Países da zona do euro definem modalidades de ajuda à Grécia

EFE
Bruxelas, 9 abr (EFE).- Representantes dos Governos e bancos centrais dos países da zona do euro definiram as modalidades de uma eventual ajuda financeira à Grécia durante uma reunião técnica realizada ontem e hoje em Bruxelas.

Fontes da União Europeia (UE) informaram à Agência Efe que os elementos e detalhes importantes dessa ajuda já estão claros após os trabalhos destes dois dias, que coincidem com uma piora dos dados econômicos na Grécia e um grande nervosismo nos mercados.

"Se avançou muito em nível técnico. Os elementos estão definidos", garantiu a fonte, que pediu o anonimato.

Os 16 ministros da zona do euro devem se reunir em Madri na próxima sexta-feira antes da sessão informal do Conselho de ministro de Economia e Finanças (Ecofin).

Outras fontes envolvidas nas negociações asseguraram nesta semana que os europeus estão prontos para ativar o mecanismo de ajuda à Grécia caso o país peça.
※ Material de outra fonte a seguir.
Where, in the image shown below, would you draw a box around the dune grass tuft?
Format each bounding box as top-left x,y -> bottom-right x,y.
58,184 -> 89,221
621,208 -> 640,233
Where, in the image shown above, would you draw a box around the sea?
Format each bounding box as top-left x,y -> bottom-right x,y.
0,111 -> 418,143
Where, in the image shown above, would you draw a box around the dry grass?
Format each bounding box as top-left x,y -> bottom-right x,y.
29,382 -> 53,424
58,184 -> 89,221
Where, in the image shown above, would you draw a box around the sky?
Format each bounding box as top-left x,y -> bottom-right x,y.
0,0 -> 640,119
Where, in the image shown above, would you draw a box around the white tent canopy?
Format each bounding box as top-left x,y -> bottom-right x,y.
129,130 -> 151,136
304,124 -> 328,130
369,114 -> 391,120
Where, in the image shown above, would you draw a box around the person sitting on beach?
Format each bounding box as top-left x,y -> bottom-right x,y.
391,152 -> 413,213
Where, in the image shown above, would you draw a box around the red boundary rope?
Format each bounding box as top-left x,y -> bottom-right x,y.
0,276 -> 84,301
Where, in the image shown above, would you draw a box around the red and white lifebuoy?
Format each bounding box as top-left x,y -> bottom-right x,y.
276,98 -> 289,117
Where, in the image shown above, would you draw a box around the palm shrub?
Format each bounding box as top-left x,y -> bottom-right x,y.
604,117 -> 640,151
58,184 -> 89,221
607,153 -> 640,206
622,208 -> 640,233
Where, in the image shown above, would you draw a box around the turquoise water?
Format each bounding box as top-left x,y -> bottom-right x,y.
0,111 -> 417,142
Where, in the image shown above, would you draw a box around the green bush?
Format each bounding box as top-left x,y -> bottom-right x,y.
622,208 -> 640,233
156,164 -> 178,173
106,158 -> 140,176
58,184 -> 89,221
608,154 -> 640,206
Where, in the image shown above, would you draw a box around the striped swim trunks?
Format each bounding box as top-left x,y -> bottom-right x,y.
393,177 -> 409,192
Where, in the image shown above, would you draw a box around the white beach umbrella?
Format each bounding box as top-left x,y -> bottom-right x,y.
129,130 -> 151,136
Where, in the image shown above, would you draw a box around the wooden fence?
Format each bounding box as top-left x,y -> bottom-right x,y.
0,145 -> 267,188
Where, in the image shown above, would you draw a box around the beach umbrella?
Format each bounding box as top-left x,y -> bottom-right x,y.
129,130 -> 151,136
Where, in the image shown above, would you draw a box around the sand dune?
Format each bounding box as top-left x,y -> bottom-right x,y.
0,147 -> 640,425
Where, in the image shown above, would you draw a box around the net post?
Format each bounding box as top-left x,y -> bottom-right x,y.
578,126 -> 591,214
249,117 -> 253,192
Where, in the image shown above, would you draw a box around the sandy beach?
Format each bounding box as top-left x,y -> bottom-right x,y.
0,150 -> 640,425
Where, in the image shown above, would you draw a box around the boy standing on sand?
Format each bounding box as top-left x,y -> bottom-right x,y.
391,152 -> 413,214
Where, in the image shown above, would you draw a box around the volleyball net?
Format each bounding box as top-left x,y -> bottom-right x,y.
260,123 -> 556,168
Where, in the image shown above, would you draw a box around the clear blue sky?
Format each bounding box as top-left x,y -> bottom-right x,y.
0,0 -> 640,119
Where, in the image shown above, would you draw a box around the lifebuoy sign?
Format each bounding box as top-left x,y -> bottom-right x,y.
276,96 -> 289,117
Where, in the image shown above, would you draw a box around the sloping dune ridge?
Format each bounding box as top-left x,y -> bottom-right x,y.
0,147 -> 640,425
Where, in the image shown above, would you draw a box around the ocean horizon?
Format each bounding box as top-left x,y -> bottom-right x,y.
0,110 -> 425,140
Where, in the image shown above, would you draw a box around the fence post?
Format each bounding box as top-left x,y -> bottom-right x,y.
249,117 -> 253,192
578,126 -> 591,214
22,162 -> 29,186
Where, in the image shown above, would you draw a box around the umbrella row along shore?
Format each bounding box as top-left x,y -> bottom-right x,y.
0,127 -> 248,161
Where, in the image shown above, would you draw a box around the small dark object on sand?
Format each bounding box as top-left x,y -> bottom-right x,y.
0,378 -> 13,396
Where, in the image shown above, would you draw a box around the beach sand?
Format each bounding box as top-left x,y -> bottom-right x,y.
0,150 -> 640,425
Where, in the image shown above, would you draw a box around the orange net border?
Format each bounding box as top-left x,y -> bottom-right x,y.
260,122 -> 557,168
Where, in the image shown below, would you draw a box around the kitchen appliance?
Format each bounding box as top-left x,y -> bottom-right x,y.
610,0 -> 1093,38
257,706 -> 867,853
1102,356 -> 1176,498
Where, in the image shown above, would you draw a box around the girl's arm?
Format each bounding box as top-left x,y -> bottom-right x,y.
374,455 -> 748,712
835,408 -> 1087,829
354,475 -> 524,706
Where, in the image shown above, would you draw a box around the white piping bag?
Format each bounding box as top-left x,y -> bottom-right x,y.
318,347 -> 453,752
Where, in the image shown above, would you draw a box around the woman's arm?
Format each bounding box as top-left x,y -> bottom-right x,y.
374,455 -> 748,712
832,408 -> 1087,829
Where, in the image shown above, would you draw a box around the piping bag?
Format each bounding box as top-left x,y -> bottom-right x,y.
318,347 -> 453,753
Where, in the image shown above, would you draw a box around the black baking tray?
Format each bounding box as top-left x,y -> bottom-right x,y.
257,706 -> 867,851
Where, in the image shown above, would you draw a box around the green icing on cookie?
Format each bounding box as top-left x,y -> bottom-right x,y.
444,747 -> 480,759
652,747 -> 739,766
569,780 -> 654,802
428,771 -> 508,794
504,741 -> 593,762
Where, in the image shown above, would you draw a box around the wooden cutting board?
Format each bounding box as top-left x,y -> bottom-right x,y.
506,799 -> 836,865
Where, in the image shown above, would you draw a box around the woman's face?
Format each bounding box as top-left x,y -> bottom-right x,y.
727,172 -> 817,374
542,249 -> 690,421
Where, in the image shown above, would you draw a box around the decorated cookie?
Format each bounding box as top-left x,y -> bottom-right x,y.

Os líderes da zona do euro acordaram há duas semanas as características gerais desse instrumento financeiro de emergência, que constaria em sua maior parte de empréstimos estatais bilaterais e de uma contribuição "substancial" do Fundo Monetário Internacional (FMI).

A aplicação do mecanismo exigiria uma solicitação formal por parte do Governo grego, o que até agora não aconteceu, e a aceitação unânime dos membros da zona do euro.

A aceitação de todos os países do euro não significa que todos vão emprestar dinheiro à Grécia, esclareceram essas fontes, pois cada nação é soberana para decidir isso.

O compromisso político dos 16 membros também aponta que os juros sobre eventuais empréstimos não terão "nenhum elemento de subvenção", mas não há detalhes sobre seu cálculo.

Em casos parecidos, o cálculo dos juros toma como referência um período de tempo que reflita o verdadeiro risco e os fundamentos econômicos do país, mas em condições de mercado não perturbado.

Ultimamente, o Tesouro grego oferece aos investidores juros superiores a 7% para suas obrigações para dez anos, um recorde histórico desde a adesão do país ao euro e uma penalização que põe em risco o sucesso de seu duro ajuste orçamentário.

Se o Governo grego pedir ajuda, a Comissão Europeia (órgão executivo da UE) e o Banco Central Europeu (BCE) teriam que avaliar a situação para garantir que existe um plano de economia viável que gere superávit suficiente para devolver o dinheiro aos países em um prazo razoável.

Também corresponderia à Comissão e ao BCE propor o montante dos empréstimos bilaterais e os prazos de vencimento.